Britain needs profound change from the current political system of two dominating parties, we need a party dedicated to Brexit, and enriching Britain. We need someone to take us out of this malaise of kowtowing to the EU. Delete every single EU directive and law imposed on Britain. Create a Singapore on the Thames, entice businesses from all over the world to open up shop in Britain, stop the fucking illegal Channel crossings, stop the bleeding. Pay British workers a fair wage to pick the tomatoes and get rid of the reliance of paying slave labour wages to EU workers. Increase manufacturing in Britain, when was the last time you saw a ‘Made in Britain’ sticker on a product? If Britain produces reliable, and sturdy products then people across the world will buy them and not that cheap nasty shite from China that breaks after two uses. People are prepared to pay for quality. Britain must export again, we need to up the scale on production, manufacturing and innovation to rival Silicon Valley and China. Open the ports up, build ships, export across the globe, bypass the EU if they continue to mess around with any form of trade deal. Yes, Liz Truss, is doing a wonderful job, but she is not being backed up by anything or anyone else. Britain needs to think like the Empire again, and go forth to conquer global trade with a vengeance. Britain also needs to inculcate a complete British education system and remove those in universities and schools who are trying to remove/re-write/subvert British history. Britons should be proud of their conquering Empire that has long-lost its lustre, however it still lies deep in the British psyche.

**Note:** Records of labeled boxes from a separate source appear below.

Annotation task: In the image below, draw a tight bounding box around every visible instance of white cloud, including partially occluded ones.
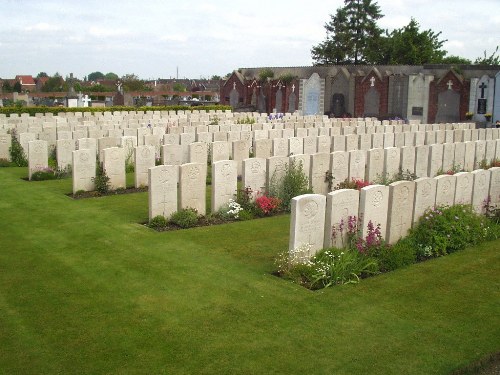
[160,34,188,42]
[88,26,131,38]
[24,22,61,31]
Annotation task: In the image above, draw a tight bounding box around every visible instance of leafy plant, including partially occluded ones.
[376,237,417,272]
[148,215,168,229]
[269,160,312,212]
[0,158,12,167]
[9,129,28,167]
[312,248,378,288]
[437,163,463,176]
[92,161,110,194]
[275,244,378,289]
[236,115,255,124]
[333,178,371,190]
[259,68,274,82]
[255,194,282,216]
[31,167,57,181]
[218,199,243,220]
[169,208,198,228]
[410,205,492,259]
[278,73,297,84]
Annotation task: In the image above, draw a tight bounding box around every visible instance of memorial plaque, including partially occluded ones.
[477,99,486,115]
[411,107,424,116]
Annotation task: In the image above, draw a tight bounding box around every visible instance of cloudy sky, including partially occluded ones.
[0,0,500,79]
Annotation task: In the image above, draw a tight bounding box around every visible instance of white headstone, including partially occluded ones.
[309,152,330,195]
[71,149,96,194]
[366,148,384,181]
[161,144,182,165]
[179,163,207,215]
[471,169,491,214]
[134,145,155,188]
[385,181,415,244]
[212,160,238,212]
[56,139,76,169]
[148,165,179,220]
[242,158,266,199]
[413,177,437,223]
[323,189,359,249]
[288,194,326,256]
[102,147,126,190]
[434,174,457,207]
[330,151,349,188]
[454,172,474,204]
[359,185,389,238]
[349,150,366,180]
[28,141,49,180]
[0,134,12,161]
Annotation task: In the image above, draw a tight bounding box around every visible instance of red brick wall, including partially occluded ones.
[427,71,470,123]
[353,72,389,117]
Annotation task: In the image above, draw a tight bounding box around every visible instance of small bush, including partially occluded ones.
[9,130,28,167]
[269,160,312,212]
[376,237,417,272]
[148,215,167,229]
[276,244,378,289]
[169,208,198,228]
[92,161,110,194]
[31,167,57,181]
[333,178,371,190]
[255,194,282,216]
[217,199,243,220]
[410,205,492,259]
[0,158,12,167]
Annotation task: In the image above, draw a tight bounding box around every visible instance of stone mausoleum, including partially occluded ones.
[220,65,500,123]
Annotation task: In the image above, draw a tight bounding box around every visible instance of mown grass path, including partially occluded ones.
[0,168,500,374]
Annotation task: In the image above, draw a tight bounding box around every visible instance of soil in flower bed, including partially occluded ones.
[145,212,286,232]
[66,187,148,199]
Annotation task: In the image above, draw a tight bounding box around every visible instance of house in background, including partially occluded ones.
[15,75,36,92]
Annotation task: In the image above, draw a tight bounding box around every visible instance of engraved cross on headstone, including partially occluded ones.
[479,82,488,99]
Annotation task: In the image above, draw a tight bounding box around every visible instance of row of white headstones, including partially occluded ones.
[289,167,500,259]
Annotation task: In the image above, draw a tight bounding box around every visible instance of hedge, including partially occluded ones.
[0,105,231,116]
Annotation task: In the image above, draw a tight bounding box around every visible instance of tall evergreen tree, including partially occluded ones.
[311,0,383,65]
[378,18,446,65]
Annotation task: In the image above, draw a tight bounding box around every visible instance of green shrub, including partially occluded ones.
[54,164,73,179]
[239,210,255,221]
[376,237,417,272]
[92,161,110,194]
[312,248,378,288]
[169,208,198,228]
[31,167,57,181]
[0,104,232,116]
[9,130,28,167]
[0,158,12,167]
[269,160,312,212]
[410,205,492,259]
[276,244,378,289]
[48,146,57,170]
[148,215,167,229]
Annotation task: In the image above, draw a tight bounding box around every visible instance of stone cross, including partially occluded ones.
[479,82,488,99]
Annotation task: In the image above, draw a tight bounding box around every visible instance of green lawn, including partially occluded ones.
[0,168,500,375]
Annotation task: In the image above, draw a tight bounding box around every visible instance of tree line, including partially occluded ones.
[311,0,500,65]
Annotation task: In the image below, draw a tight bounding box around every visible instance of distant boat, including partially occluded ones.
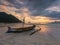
[7,17,36,33]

If lazy Boris cannot do the job any more, then someone should step up right now because time does not wait for anyone, and there are less than three years till the next election. Boris has lost his mojo completely and he either needs to get his mojo back, or let someone who has a modicum amount of testicles to take his place.

At this current moment, Jeremy Corbyn is in Number 10 Downing Street. Britain is floundering, and the Remainers smell blood. There is a distinct possibility, because of Boris Johnson’s failure to move ahead with Brexit, that Britain may rejoin the EU when future governments win the election unless something drastic is done now. Then Britain will be lost forever.